Employers such as Google frequently include one-year non-compete agreements in their contracts to keep their software engineers from moving to a rival company.  The fierce competition in the AI industry, however, adds a huge sweetener. According to a recent article, employees at DeepMind can earn up to a year’s salary doing nothing, depending on several parameters.  We’re not sure what else will cause you to reconsider your present decisions if this bonus doesn’t.

This is the real reason why almost 10% of software engineers are earning $300K salaries while contributing minimal work

As reported by Business Insider, information from former Google employees who wished to remain anonymous was supplied.  Even after employees leave, the advertising behemoth’s desire to stay ahead of the AI pack is so great that it is prepared to forgo a whole year’s worth of revenue to keep these people from joining the competition. Of course, as you might expect, some factors, including seniority and the importance of the work, affect getting paid for a full year. For instance, two former workers at Google DeepMind who worked on the company’s Gemini AI models said that a six-month non-compete is standard procedure.

Given the delicate nature of the work being done in this area, a corporate representative emphasized that these non-compete agreements are “in line with market standards” and protect the firm’s legitimate interests. According to another former DeepMind employee, some coworkers considered moving to California for work to avoid the non-compete, calling it an abuse of power. Even if the software engineers who are no longer employed by Google continue to get their non-compete bonuses, it becomes problematic when they pass up chances that are available to them.

Many software engineers lose potentially lucrative careers due to a non-compete agreement

Because AI startups, for example, are unwilling to wait six months to a year for the non-compete agreement to expire, many people lose out on potentially lucrative career pathways.
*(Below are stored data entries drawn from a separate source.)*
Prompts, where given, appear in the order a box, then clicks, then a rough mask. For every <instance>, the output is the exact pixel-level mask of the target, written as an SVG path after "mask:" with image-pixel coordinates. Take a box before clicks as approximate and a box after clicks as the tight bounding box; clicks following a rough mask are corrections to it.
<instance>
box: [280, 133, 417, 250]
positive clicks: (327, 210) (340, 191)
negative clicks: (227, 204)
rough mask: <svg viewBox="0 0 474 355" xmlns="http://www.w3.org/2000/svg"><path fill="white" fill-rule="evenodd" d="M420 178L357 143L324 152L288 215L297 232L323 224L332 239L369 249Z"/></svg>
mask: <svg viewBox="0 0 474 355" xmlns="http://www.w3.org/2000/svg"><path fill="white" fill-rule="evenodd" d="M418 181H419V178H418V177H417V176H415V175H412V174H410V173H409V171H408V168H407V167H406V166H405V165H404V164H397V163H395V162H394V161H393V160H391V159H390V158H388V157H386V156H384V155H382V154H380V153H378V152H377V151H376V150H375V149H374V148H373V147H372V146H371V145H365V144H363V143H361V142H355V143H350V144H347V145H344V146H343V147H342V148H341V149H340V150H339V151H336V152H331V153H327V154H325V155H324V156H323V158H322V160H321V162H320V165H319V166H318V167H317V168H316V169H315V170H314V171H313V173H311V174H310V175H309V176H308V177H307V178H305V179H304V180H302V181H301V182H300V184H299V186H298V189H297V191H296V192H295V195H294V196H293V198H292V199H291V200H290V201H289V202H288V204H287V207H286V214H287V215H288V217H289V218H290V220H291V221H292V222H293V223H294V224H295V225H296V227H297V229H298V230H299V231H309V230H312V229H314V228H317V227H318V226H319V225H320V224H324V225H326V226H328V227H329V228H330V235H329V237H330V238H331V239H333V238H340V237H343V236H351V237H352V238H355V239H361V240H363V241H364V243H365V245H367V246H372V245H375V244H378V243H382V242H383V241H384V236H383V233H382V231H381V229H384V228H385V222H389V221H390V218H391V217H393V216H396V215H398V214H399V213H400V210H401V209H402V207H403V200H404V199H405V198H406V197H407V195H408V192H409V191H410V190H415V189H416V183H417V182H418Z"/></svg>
Illustrating how insanely brutal this industry has become, non-compete agreements are common in the generative AI boom because even a six-month gap means the company leading one artificial intelligence model has a solid lead over another competitor, as a former Google employee recently shared.

The future of software engineers under AI expansion

OpenAI CFO Sarah Friar has hinted at a groundbreaking initiative named “Agentic Software Engineer” (A-SWE), which intends to establish an autonomous AI capable of managing the full software development lifecycle, a big step up from current AI coding aids such as GitHub Copilot. According to Friar, A-SWE was not the same as how modern LLMs improved human engineers’ coding performances.  She explained that this is more than just supplementing your current software engineers, which is something Copilot can accomplish today.  Rather, Friar depicted an independent AI developer: for you, an agentic software engineer can develop an application. It can accept a PR [pull request] from any other engineer and build it. A-SWE is a robust solution that manages crucial duties, including quality control, bug testing, and documentation, in addition to software development.

Because it can perform activities like bug testing and documentation that software workers frequently detest, this not only expands development capacity but also strengthens thousands of software engineers.  Those who would rather not work with software experts will find this method especially intriguing. It is important to note that several attempts have been made to create AI software engineers, with the most prominent being Peter Thiel-backed Devin, launched last year. However, its steep monthly price of $500 and lack of autonomy have caused mixed reactions, with some finding it unreliable and creating buggy code.

OpenAI’s arrival in the AI coding agent field has the potential to drastically transform the industry.  With its high-quality AI models and widespread feedback on its LLMs, as well as its vast distribution of over 500 million weekly active users, OpenAI can propel a capable AI software agent into the mainstream. OpenAI’s A-SWE, which can understand requirements, write code, perform QA, and even write documentation, could revolutionize the coding industry. CEO Sam Altman predicts that the world’s best programmer will be an AI by 2025. If deployed and performing tasks like human engineers, this could significantly impact the software engineering job market in the coming years.